The Super Elongation Complex (SEC) is a collection of proteins that plays a role in gene expression. Its primary function is to promote transcription, where genetic information from DNA is copied into RNA. It ensures genes are expressed accurately and at correct levels, which is fundamental for cellular activities.
Core Components of the Super Elongation Complex
The Super Elongation Complex is assembled from distinct protein subunits. Components include P-TEFb, a heterodimer of Cyclin T (typically Cyclin T1) and CDK9, a kinase enzyme. It also includes members of the ELL (Eleven-Nineteen Lysine-rich Leukemia) family, such as ELL1, ELL2, and ELL3. AFF (AF4/FMR2 family) proteins, specifically AFF1 and AFF4, often serve as scaffolding proteins. Other integral parts include ENL (Eleven-Nineteen Leukemia) and AF9 (ALL1-fused gene from chromosome 9). These diverse subunits facilitate transcription, though some variations, like SEC-L2 and SEC-L3, might lack certain ELL or EAF subunits.

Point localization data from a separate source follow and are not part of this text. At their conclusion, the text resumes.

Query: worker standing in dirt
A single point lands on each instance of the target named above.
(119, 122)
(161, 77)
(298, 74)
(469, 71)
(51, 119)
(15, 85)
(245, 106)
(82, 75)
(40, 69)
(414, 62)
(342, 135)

Regulating Gene Transcription
The Super Elongation Complex controls gene transcription by overcoming transcriptional pausing. This occurs when RNA Polymerase II (Pol II), the enzyme synthesizing RNA, temporarily halts shortly after starting transcription, typically within 20 to 40 nucleotides from the gene’s promoter. Negative elongation factors, including DSIF (DRB sensitivity-inducing factor) and NELF (negative elongation factor), stabilize this paused state.

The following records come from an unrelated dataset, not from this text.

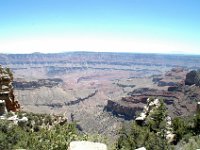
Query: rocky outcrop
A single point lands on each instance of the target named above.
(2, 107)
(22, 85)
(193, 77)
(124, 110)
(74, 102)
(6, 90)
(86, 145)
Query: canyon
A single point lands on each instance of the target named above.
(101, 90)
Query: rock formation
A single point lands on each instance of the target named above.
(86, 145)
(193, 77)
(6, 90)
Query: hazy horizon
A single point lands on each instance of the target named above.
(136, 26)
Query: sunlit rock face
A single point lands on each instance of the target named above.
(193, 77)
(86, 145)
(6, 90)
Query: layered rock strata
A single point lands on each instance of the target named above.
(6, 90)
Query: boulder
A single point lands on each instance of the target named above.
(86, 145)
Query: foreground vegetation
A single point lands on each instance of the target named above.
(41, 132)
(152, 137)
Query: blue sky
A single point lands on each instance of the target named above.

To release Pol II from this paused state and allow RNA synthesis, the SEC, through the kinase activity of its P-TEFb subunit, acts on specific targets. P-TEFb phosphorylates the C-terminal domain (CTD) of RNA Polymerase II, a flexible tail on the enzyme’s largest subunit. This modifies Pol II, signaling it to continue elongation.

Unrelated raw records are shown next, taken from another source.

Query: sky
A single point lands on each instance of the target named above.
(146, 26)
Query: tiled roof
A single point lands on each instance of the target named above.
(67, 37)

P-TEFb also phosphorylates the Spt5 subunit of DSIF and the E subunit of NELF, both associated with the paused polymerase. This phosphorylation causes NELF to dissociate, while DSIF transitions from an inhibitory to a stimulatory factor. Coordinated phosphorylation by P-TEFb enables Pol II to resume movement along the DNA template, ensuring efficient RNA synthesis.
Role in Cellular Processes
The Super Elongation Complex is involved in fundamental cellular processes beyond transcription elongation. By ensuring efficient gene expression, SEC contributes to cell growth, allowing cells to increase in size and prepare for division. Its actions are also connected to cell differentiation, the process where cells become specialized. For instance, SEC influences the proliferation and differentiation of mouse embryonic stem cells and inner ear progenitor cells.
Proper SEC functioning is relevant for tissue and organ development. It regulates gene expression programs necessary for normal biological processes, including the induction of Hox genes, involved in body pattern formation during development. SEC’s role in gene expression is important for a cell’s ability to respond to stimuli and maintain cellular health.
Implications in Health and Disease
Dysregulation of the Super Elongation Complex has been connected to several disease states. In various cancers, particularly leukemias, SEC components are frequently involved in chromosomal translocations. For example, fusions between the MLL (mixed lineage leukemia) gene and SEC subunits like AFF1 or AFF4 can lead to aberrant activation of MLL target genes, promoting acute childhood leukemia. The MYC gene, a known oncogene, is a direct target of AFF4-containing SEC, and its dysregulation contributes to leukemia pathogenesis.
Beyond cancer, SEC is also implicated in viral infections. The human immunodeficiency virus (HIV) hijacks SEC to promote its gene expression, necessary for viral replication. The HIV Tat protein directly recruits P-TEFb, an SEC component, to the viral promoter, activating viral transcription. Understanding these interactions provides avenues for therapeutic interventions. For example, inhibiting CDK9, a P-TEFb component, with compounds like flavopiridol, can disrupt SEC function and has been explored in treating acute myeloid leukemia and chronic lymphocytic leukemia.